# insurance



## david-z (Apr 29, 2010)

Hi

Im thinking about selling my car for a fiesta st, BUT as im 19 with 2 years no claims. My best quote so far is £2800. What is the best insurance companies for young drivers.

thanks


----------



## Razzzle (Jul 3, 2010)

tried Adrian Flux?

Daz.


----------



## Maggi200 (Aug 21, 2009)

Woah that's a lot!


----------



## skyinsurance (Jun 9, 2010)

My company may be able to help but we could only offer a TPFT policy which I appreciate may not be ideal. 

Tel: 0208 3645500, please make it very clear you are a detailingworld.co.uk member if you call us. 

Ollie
Sky Insurance


----------



## dew1911 (Jun 9, 2009)

I'm with Admiral, no one could get anywhere near on my Focus!

I came into this topic in the Off topic section, and walked out into Insurance :lol:


----------



## tom-coupe (Jan 17, 2009)

tried direct line always found them very cheap for me


----------



## Igloo (Oct 18, 2009)

Ollie, I'm 21 with no claims / SP30 and i couldn't get insurance on a focus ST


----------



## david-z (Apr 29, 2010)

Thanks for the info guys, im currently with aviva paying £1500 on a 57 plate saab 93.

but i fancy a change.


----------



## skyinsurance (Jun 9, 2010)

Igloo said:


> Ollie, I'm 21 with no claims / SP30 and i couldn't get insurance on a focus ST


21 with no no claims looking in insure a 200+BHP Focus? Without being rude, I am not surprised you couldn't get insured.


----------



## Igloo (Oct 18, 2009)

I have 4 year's no claims.

I also drive a company car with personal use looking at 2-3k/year use on the vehicle.


----------



## skyinsurance (Jun 9, 2010)

Igloo said:


> I have 4 year's no claims.
> 
> I also drive a company car with personal use looking at 2-3k/year use on the vehicle.

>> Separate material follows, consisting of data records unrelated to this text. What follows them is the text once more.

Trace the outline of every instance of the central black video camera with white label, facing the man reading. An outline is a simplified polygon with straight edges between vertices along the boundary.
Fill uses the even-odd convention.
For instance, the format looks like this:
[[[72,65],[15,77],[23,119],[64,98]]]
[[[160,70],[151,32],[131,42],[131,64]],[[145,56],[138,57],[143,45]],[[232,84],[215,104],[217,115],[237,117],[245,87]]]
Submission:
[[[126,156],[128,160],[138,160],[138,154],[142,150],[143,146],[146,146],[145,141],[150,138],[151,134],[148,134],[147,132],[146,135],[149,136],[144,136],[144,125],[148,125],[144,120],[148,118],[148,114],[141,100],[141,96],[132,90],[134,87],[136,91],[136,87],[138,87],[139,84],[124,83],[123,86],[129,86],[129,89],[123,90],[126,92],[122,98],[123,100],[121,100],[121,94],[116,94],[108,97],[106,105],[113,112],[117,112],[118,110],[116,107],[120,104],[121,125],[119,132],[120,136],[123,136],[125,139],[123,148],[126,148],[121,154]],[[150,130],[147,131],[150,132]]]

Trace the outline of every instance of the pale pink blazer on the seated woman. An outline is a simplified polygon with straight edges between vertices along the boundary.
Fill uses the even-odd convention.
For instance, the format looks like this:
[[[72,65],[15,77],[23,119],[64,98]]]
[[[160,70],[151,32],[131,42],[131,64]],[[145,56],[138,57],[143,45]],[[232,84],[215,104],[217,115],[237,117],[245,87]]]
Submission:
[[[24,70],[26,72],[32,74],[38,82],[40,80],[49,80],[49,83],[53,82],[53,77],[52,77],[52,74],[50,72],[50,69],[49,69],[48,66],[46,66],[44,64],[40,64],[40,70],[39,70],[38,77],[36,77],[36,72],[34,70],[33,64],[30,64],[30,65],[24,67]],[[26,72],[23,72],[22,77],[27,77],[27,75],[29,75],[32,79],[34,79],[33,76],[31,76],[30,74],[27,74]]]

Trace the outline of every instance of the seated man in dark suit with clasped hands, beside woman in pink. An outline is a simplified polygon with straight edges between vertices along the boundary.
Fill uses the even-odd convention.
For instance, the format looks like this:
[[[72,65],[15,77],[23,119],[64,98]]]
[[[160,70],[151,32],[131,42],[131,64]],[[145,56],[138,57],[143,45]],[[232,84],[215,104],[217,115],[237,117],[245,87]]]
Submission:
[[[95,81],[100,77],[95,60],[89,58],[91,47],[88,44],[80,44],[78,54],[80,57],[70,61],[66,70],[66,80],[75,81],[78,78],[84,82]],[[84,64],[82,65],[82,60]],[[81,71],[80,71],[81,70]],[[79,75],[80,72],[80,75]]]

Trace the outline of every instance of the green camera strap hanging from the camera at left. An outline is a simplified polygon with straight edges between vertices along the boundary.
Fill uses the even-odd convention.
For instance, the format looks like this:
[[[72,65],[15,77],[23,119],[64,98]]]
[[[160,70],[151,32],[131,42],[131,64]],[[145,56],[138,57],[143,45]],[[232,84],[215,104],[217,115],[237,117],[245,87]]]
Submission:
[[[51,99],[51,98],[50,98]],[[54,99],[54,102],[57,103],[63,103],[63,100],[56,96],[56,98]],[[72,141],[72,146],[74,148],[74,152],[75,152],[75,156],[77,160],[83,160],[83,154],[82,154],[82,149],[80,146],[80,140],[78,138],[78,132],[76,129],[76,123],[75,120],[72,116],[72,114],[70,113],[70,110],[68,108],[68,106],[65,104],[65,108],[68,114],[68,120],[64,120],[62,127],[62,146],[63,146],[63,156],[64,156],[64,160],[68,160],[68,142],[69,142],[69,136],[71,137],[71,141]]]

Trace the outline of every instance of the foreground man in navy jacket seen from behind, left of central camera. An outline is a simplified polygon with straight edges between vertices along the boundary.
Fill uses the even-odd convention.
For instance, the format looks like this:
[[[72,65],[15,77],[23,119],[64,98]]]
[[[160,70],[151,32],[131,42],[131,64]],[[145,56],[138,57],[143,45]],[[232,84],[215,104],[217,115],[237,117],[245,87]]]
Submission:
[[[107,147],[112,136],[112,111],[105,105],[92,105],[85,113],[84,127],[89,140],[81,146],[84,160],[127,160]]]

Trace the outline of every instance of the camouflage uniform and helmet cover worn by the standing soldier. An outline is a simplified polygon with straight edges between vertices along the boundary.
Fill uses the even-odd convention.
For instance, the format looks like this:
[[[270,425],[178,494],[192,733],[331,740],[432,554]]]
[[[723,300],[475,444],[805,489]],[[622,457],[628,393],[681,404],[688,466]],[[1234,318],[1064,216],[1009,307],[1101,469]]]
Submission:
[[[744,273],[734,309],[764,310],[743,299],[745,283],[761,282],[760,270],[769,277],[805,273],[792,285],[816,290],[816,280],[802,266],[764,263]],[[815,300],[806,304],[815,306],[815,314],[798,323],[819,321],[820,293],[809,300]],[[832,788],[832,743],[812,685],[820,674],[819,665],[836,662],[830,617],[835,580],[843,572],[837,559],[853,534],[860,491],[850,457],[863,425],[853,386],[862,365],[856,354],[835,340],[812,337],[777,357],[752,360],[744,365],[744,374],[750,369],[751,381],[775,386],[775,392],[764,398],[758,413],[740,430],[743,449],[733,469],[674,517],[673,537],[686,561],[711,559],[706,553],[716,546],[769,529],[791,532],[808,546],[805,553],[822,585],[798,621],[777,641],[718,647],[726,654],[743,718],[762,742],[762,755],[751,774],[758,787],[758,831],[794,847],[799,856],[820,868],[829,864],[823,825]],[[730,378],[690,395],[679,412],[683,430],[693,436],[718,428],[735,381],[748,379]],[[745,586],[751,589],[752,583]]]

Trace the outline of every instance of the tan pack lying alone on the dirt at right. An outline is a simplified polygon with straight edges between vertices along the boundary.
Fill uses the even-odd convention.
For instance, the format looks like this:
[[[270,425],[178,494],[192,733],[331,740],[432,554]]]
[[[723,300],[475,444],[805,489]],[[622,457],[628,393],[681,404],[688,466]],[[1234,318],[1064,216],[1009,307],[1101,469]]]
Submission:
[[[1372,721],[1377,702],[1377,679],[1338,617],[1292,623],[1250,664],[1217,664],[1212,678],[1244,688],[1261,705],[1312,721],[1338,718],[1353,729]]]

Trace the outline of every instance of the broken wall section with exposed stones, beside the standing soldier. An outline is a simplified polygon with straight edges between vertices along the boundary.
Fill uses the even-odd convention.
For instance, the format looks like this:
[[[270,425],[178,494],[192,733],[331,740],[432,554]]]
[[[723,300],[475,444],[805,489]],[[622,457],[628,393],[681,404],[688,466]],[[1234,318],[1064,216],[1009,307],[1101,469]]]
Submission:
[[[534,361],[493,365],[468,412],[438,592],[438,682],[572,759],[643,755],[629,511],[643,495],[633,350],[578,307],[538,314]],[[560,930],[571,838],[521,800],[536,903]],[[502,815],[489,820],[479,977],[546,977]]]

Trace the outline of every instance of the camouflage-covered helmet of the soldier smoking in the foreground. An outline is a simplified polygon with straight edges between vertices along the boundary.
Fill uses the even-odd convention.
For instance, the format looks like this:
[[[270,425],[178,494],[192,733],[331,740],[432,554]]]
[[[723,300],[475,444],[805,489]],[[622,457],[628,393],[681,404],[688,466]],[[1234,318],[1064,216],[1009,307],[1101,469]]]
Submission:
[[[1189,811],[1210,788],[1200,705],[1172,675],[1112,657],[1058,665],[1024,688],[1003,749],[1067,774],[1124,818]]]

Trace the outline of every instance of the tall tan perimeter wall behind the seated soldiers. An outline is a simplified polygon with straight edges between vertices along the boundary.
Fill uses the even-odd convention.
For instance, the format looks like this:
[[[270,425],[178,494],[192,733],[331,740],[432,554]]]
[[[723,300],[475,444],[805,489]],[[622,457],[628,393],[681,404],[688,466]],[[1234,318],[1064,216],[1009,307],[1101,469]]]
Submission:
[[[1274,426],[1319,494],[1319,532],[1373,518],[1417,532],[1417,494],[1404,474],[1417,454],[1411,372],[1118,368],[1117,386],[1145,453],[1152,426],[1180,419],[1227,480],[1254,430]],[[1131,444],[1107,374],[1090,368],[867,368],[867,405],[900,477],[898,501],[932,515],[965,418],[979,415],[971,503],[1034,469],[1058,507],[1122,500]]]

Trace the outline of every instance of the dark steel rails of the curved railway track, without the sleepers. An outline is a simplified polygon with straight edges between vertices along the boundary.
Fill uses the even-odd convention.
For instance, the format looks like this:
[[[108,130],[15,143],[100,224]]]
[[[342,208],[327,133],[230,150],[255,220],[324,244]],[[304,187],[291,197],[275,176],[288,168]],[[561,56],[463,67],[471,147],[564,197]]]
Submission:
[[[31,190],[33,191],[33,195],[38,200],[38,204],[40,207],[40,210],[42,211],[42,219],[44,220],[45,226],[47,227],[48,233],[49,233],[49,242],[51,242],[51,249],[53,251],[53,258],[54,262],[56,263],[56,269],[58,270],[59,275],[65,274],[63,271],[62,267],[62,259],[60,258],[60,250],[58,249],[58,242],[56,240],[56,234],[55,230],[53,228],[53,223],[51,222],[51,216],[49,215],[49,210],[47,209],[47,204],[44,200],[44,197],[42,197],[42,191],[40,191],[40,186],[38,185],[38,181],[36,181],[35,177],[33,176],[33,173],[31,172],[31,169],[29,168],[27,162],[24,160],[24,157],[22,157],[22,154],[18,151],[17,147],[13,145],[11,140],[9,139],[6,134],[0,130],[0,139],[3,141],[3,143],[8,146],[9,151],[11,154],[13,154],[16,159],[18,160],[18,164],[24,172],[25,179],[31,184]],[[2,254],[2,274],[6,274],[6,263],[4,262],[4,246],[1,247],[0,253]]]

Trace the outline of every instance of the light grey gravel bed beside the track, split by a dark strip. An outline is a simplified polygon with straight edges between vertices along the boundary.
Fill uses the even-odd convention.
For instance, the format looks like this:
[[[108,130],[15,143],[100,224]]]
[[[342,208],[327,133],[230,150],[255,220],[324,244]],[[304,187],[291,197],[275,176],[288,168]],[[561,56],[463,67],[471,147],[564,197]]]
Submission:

Ok, we can usually take claim free named/company car into account but it could have been your age that the issue. If you are still looking, you are welcome to PM me your surname, postcode and phone number and I'll see if there is anything we can do.

Thanks


----------



## Igloo (Oct 18, 2009)

It was more for "what if's" than anything.

Just kind of annoying that i do 40-50k a year in the company car, and i want to do a max of 3k a year in a car i'll love and adore (Something a bit spesh!) However i don't want to pay £2k insurance on what is at the end of the day an £8k car...


----------